The S designation stands for suburban, following the practice of designating sub-surface London Underground stock with a letter associated with its intended route—A Stock on the Metropolitan line to Amersham, C Stock on the Circle line, and D Stock on the District line.

Part of Bombardier's Movia family, the stock consists of 192 trains, with 133 S7 seven-car trains for the Circle, District and Hammersmith & City lines, and 59 S8 eight-car trains for the Metropolitan line. The order was said to be the biggest single rolling-stock order in Britain at a cost of £1.5 billion.

S Stock trains have faster acceleration than previous models, at 1.3 m/s2; their top speed of 62 mph is 8 mph slower than A Stock, but faster than C and D Stocks.

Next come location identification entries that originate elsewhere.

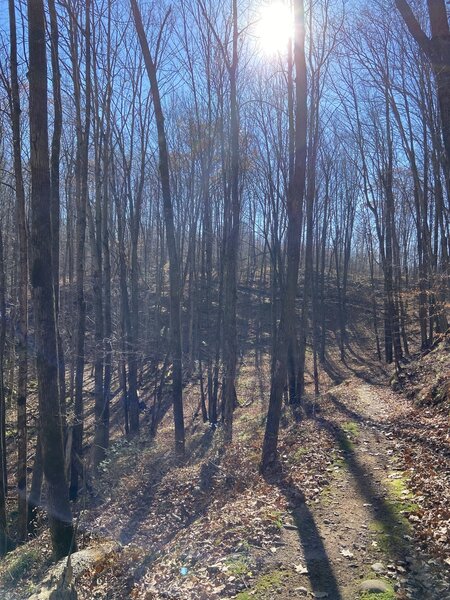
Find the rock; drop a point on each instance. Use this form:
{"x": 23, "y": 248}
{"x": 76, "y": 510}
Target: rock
{"x": 58, "y": 583}
{"x": 378, "y": 567}
{"x": 301, "y": 590}
{"x": 374, "y": 586}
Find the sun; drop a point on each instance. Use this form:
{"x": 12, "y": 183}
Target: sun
{"x": 275, "y": 27}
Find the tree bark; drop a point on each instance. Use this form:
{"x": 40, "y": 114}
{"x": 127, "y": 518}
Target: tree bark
{"x": 174, "y": 265}
{"x": 22, "y": 322}
{"x": 294, "y": 208}
{"x": 59, "y": 512}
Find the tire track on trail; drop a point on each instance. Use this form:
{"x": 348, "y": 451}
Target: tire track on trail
{"x": 357, "y": 534}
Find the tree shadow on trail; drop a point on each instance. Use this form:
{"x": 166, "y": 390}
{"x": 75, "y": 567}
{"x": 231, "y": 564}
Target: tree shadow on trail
{"x": 320, "y": 570}
{"x": 389, "y": 521}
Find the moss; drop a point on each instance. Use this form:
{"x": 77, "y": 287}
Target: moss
{"x": 351, "y": 428}
{"x": 296, "y": 457}
{"x": 238, "y": 565}
{"x": 392, "y": 524}
{"x": 20, "y": 564}
{"x": 390, "y": 595}
{"x": 267, "y": 583}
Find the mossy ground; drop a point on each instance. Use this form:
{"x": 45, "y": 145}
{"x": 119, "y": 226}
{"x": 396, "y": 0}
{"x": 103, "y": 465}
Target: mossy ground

During the period of dual operation with both old and new trains, the stock had its performance capped to match that of the older trains in order to comply with signalling constraints and avoid bunching of the service. S8 stock trains seat 306 passengers compared with 448 for A Stock, a reduction of 32%, but can accommodate 25% more standing passengers (1,226 compared with 976) and have dedicated space for wheelchairs.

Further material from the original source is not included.